The bigger problem, though, and the reason I docked the taste score in half is because this dish was SO MUCH WORK. It took me nearly an hour and a half to make…ugh! I had to peel 5 different vegetables, grate an onion and 2 potatoes, squeeze all the water out of the latke mix, etc. I can see why my Jewish friends save latkes for special occasions. The one good thing I will say about this recipe? Where it called for an egg, they provided an egg (which was my one knock against Plated.)
Meal 3: Harissa Chicken Skewers: 6/10
This was the best meal we got from Blue Apron. The recipe card noted this was “inspired by North African street food,” which sounded promising. The chicken skewers, which were coated in labneh (a type of yogurt-like cheese) and harissa sauce, were absolutely delicious. The mixed bed of stuff it sat on, less so. The Khorosan Wheat was dense and chewy, despite having been cooked the full recommended time. The kale, again, felt like more of a filler than something actually intentional. The persimmon was great, though; and having never cooked with persimmon before, I appreciated the exposure to it. The preparation of the chicken skewers, I’ll carry with me. Otherwise, like all the other Blue Apron dishes, we won’t be making this dish ever again.
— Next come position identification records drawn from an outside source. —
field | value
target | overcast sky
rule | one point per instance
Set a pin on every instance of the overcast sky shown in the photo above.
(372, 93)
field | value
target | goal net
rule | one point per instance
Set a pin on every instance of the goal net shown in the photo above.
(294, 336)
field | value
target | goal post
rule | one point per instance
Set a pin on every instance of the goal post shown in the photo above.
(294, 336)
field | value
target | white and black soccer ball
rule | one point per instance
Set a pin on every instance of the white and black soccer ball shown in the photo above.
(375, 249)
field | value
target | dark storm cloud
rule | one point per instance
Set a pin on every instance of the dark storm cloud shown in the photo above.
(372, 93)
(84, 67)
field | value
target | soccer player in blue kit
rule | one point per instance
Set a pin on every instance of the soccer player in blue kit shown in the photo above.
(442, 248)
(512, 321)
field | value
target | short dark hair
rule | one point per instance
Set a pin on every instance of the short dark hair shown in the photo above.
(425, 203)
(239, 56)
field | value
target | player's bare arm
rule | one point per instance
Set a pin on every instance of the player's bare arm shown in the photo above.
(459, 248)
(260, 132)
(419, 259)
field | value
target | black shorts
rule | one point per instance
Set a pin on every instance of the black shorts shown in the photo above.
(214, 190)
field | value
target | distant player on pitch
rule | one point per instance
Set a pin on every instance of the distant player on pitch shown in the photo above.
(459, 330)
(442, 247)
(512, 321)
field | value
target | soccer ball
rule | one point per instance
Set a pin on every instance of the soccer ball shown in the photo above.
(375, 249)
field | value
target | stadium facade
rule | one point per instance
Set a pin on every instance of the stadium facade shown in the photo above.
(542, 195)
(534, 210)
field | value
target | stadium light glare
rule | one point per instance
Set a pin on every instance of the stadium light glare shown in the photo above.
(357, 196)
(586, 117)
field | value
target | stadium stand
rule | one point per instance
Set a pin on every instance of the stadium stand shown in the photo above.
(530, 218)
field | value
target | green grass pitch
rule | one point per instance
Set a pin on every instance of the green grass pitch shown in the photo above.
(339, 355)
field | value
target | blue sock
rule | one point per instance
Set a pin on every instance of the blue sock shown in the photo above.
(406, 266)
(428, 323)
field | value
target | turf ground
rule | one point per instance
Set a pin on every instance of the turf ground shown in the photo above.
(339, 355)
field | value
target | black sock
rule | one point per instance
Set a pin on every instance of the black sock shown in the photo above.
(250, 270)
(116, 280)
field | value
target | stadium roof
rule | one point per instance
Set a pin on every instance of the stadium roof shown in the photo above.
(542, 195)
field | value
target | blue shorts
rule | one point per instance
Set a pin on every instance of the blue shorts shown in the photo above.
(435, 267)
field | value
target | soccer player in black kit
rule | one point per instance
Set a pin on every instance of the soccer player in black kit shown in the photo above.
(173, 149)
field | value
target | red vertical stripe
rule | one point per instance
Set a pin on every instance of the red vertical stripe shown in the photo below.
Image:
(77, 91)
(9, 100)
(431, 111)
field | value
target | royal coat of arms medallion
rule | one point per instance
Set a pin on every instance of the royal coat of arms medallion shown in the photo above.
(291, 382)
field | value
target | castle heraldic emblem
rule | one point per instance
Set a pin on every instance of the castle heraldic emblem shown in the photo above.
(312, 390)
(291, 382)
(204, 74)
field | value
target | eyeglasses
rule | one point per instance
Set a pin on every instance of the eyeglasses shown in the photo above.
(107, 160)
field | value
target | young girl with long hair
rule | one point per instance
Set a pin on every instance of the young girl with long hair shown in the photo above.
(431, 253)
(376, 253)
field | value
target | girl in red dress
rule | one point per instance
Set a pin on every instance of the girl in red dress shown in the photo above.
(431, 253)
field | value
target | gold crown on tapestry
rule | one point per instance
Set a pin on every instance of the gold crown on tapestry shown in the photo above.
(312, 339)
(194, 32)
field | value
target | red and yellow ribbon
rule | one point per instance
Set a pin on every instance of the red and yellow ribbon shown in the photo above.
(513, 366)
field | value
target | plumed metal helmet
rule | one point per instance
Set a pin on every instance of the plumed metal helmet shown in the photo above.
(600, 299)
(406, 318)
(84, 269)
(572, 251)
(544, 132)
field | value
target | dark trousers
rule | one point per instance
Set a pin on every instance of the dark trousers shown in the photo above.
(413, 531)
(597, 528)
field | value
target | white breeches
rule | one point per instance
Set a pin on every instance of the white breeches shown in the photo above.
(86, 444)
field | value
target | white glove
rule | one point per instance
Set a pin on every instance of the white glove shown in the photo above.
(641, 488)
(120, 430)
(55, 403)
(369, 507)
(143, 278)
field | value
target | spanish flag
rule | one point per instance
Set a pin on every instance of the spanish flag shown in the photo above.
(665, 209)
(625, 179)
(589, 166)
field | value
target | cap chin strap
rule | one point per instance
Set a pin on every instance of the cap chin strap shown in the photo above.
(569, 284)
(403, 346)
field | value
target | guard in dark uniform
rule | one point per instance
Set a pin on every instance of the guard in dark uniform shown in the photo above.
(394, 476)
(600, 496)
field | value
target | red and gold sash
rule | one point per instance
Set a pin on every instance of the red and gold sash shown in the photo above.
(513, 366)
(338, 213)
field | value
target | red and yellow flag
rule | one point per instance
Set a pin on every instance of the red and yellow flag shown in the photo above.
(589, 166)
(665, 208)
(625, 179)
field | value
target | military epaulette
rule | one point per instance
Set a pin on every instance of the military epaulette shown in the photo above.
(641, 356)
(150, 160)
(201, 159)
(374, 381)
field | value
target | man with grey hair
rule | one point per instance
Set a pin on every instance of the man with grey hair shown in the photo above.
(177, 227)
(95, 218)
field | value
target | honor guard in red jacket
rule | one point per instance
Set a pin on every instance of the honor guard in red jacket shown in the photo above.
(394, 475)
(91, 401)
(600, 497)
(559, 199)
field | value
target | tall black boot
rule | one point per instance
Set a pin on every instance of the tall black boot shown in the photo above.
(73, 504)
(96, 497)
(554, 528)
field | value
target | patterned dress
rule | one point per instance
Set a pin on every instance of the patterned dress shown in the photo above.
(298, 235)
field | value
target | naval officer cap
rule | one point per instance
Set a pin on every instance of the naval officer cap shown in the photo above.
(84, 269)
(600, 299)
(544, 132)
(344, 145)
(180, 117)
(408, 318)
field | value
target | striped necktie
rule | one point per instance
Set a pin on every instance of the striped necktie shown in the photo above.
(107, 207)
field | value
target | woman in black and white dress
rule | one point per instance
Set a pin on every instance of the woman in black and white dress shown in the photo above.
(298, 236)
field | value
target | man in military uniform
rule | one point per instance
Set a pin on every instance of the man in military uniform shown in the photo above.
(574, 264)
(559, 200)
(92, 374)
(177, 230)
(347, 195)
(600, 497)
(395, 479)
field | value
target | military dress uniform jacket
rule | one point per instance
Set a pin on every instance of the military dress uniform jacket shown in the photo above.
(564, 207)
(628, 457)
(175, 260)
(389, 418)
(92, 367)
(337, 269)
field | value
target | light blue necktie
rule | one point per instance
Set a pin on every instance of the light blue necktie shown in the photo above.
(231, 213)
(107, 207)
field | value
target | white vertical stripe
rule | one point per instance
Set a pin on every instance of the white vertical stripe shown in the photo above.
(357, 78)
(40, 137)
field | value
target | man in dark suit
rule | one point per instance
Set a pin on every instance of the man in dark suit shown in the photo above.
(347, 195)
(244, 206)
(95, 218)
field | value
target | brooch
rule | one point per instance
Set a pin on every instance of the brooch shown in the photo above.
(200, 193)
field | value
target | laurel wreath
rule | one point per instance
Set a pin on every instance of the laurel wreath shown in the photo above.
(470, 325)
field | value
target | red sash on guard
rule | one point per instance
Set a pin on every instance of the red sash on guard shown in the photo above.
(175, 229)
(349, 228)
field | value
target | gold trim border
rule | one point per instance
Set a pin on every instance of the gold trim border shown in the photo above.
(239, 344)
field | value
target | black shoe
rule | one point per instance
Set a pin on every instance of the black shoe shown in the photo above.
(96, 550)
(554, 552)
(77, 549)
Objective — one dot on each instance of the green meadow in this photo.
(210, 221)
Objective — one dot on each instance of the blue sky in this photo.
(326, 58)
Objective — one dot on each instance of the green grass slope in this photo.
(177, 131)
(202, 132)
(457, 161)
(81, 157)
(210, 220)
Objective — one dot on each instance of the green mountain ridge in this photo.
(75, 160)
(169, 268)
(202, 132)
Blue Apron was clearly our least favorite of any of the boxes we’ve tried to date. Moreover, it’s the only kit I wouldn’t recommend at all, to anyone. To put it quite simply, I’m really glad I don’t have to eat anymore of their food. Perhaps we just had an off week, or picked less than stellar recipes to try. But between the low-quality ingredients, high level of work required to prepare their dishes, and the majority of the recipes being pretty gross…it’s just not even a contest, Blue Apron’s not even playing in the same league as the other options we’ve tested.